飯盛神社のかゆ占
紹介文
飯盛神社はもと早良郡の惣社といわれ、近世に入ってからも周辺七ヵ村の農耕守護神として崇められて来た。ここの粥占は、小正月の朝神前に粥を供えて、半月後にそれを下ろし、表面に生えたかびの状態によって、その年の農作の吉凶を占うもので、粥開きの朝はその結果を見ようと、近隣の農家からの参詣者が多い。

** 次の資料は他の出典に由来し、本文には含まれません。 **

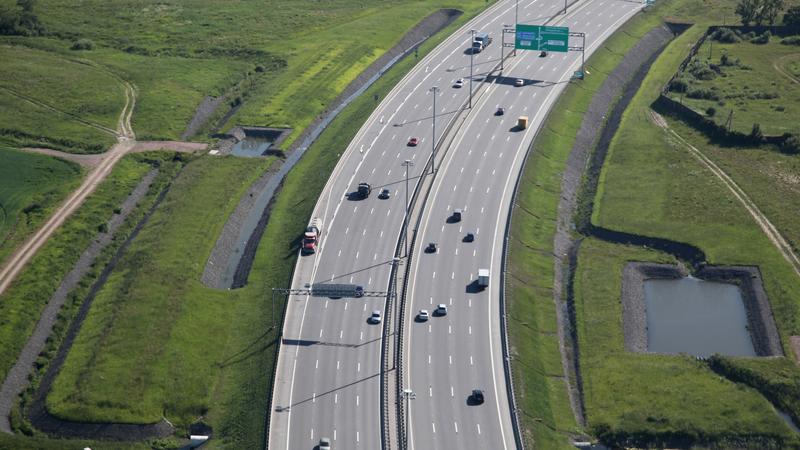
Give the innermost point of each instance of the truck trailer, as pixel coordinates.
(483, 278)
(480, 42)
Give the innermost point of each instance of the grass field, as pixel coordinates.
(770, 178)
(31, 186)
(541, 394)
(749, 84)
(23, 301)
(273, 59)
(153, 328)
(652, 397)
(651, 186)
(230, 389)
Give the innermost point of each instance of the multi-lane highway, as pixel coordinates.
(328, 374)
(449, 356)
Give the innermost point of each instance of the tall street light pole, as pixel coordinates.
(409, 395)
(471, 54)
(407, 164)
(434, 90)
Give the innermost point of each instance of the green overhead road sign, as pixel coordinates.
(539, 37)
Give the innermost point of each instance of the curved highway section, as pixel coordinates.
(449, 355)
(328, 371)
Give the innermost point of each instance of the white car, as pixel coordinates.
(423, 315)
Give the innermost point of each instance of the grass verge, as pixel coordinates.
(650, 185)
(31, 186)
(546, 416)
(151, 340)
(661, 400)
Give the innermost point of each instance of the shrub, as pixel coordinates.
(703, 94)
(82, 44)
(762, 39)
(756, 134)
(792, 17)
(725, 35)
(790, 145)
(763, 95)
(678, 85)
(791, 40)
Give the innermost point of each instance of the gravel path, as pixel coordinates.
(17, 378)
(564, 244)
(37, 412)
(220, 263)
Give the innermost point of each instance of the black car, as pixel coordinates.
(477, 396)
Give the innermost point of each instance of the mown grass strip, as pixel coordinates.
(541, 389)
(651, 186)
(151, 340)
(31, 186)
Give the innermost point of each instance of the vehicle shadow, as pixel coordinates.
(331, 391)
(474, 288)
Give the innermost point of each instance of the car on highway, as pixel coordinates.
(477, 396)
(375, 317)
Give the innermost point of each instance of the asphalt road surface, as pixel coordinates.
(328, 376)
(449, 356)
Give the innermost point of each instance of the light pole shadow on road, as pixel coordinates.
(331, 391)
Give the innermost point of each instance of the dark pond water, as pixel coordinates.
(697, 317)
(251, 146)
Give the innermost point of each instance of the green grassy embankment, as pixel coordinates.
(748, 84)
(650, 185)
(149, 344)
(231, 356)
(23, 301)
(31, 186)
(44, 95)
(648, 397)
(546, 415)
(269, 60)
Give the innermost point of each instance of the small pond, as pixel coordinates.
(700, 318)
(252, 146)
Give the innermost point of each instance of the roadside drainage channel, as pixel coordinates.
(236, 270)
(37, 411)
(583, 162)
(17, 379)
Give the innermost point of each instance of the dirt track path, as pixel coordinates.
(778, 65)
(767, 227)
(102, 166)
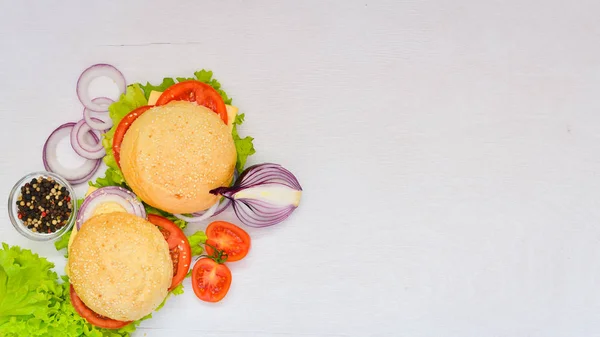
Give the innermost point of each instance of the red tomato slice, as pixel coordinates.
(195, 91)
(210, 280)
(92, 317)
(231, 239)
(122, 128)
(179, 247)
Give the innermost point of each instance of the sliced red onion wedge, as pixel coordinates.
(99, 120)
(124, 198)
(201, 217)
(264, 195)
(49, 156)
(93, 72)
(87, 148)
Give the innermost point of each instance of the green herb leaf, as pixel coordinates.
(196, 240)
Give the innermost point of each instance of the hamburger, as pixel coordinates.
(173, 155)
(120, 268)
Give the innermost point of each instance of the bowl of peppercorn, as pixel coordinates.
(42, 206)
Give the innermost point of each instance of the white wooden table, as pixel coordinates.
(449, 152)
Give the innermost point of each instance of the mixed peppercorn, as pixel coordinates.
(44, 205)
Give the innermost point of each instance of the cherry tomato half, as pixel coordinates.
(92, 317)
(210, 280)
(231, 239)
(179, 247)
(122, 128)
(195, 91)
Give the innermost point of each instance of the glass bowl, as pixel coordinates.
(20, 226)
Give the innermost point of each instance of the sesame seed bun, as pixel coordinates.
(173, 155)
(120, 266)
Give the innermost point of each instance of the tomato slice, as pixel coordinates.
(195, 91)
(179, 247)
(92, 317)
(210, 280)
(231, 239)
(122, 128)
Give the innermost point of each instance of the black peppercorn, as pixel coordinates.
(39, 207)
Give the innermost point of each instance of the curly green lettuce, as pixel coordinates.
(34, 302)
(136, 96)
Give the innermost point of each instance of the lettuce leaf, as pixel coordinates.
(35, 302)
(133, 98)
(153, 210)
(167, 82)
(196, 240)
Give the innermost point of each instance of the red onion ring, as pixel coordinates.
(125, 198)
(100, 121)
(83, 147)
(93, 72)
(51, 163)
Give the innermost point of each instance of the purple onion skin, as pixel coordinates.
(255, 213)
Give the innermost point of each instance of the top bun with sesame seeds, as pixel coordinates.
(119, 266)
(174, 154)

現在は陽暦に移行して2月14日の昼に、神社で「穂垂れ菜御供」の祭典がある。稔り豊かに稲の穂の垂れるのを祈願する行事で、大根・人参・牛蒡の皮むきと、鯛・高盛飯を神前に供え、祭典が終わると神職が粥元の大内家に神饌を届け、粥炊きの依頼をする。粥元はむかしから大内姓2軒・青柳姓2軒が世襲で勤め、粥米は青柳本家から供進される。粥炊きは14日夜から15日(もとは旧1月15日の小正月)早朝にかけて行なわれる。14日夕刻に入浴で身体を潔めた粥元4名とその長子が神社に参集、装束をつける。粥元は白直垂に風折烏帽子をかぶり中啓を持つ。粥元の子息は白衣のみ。午後8時、神殿で粥嘗祭が行なわれる。神前に神酒、米、小豆、塩を入れ栗はい箸を添えたサカエ重、大根、ヒラキ豆に花かつおをまぶしたヌタエ、鮑の盃が供えられ神事を執行、撤饌のあと、神職と粥元の間でヌタエを取肴に鮑の盃で神酒が酌み交わされる。祭典が終わると、午後9時すぎ一同粥調仕所に移り、大釜にサカエ重の米二升・小豆1合・塩少量を移し、手桶3杯の水を入れる。神職が神殿より淨火を持参、竈祓いをして小枝に点火、神殿に戻って炊き始めの太鼓を打つ。粥元は2名ずつ交替で火の調節(弱火)と粥まぜをする。粥まぜは大杓子で間断なく行ない、餅状になるまでまぜ、15日午前1時過ぎに太鼓の合図で炊き上げとなる。大釜に蓋をして粥元等は一旦帰宅、午前6時に再び参集して粥盛りをする。神事のあと、粥を釜から手桶に移し、拝殿で三つの金鉢に盛り分け、早田、中田、晩田と墨書をした箱に収めて、神職と粥元二人が神殿の奥に供え、粥供えの神事を終わる。
粥開きはそれから半月後の3月1日(もとは旧2月1日)の早朝、午前6時から行なわれる。神殿で粥開きの神事が行なわれたあと、神前に供えられていた粥鉢が下ろされ、粥別に、かびの長さや色合いで、毛付・みのり・水・風、虫の状態を、粥元が合議のうえ決定する。判定はその場で紙に書かれ、拝殿の前に掲示され、参詣者のその年の粥占の結果を知らせる。
小正月の古い習俗をよく残した神事である。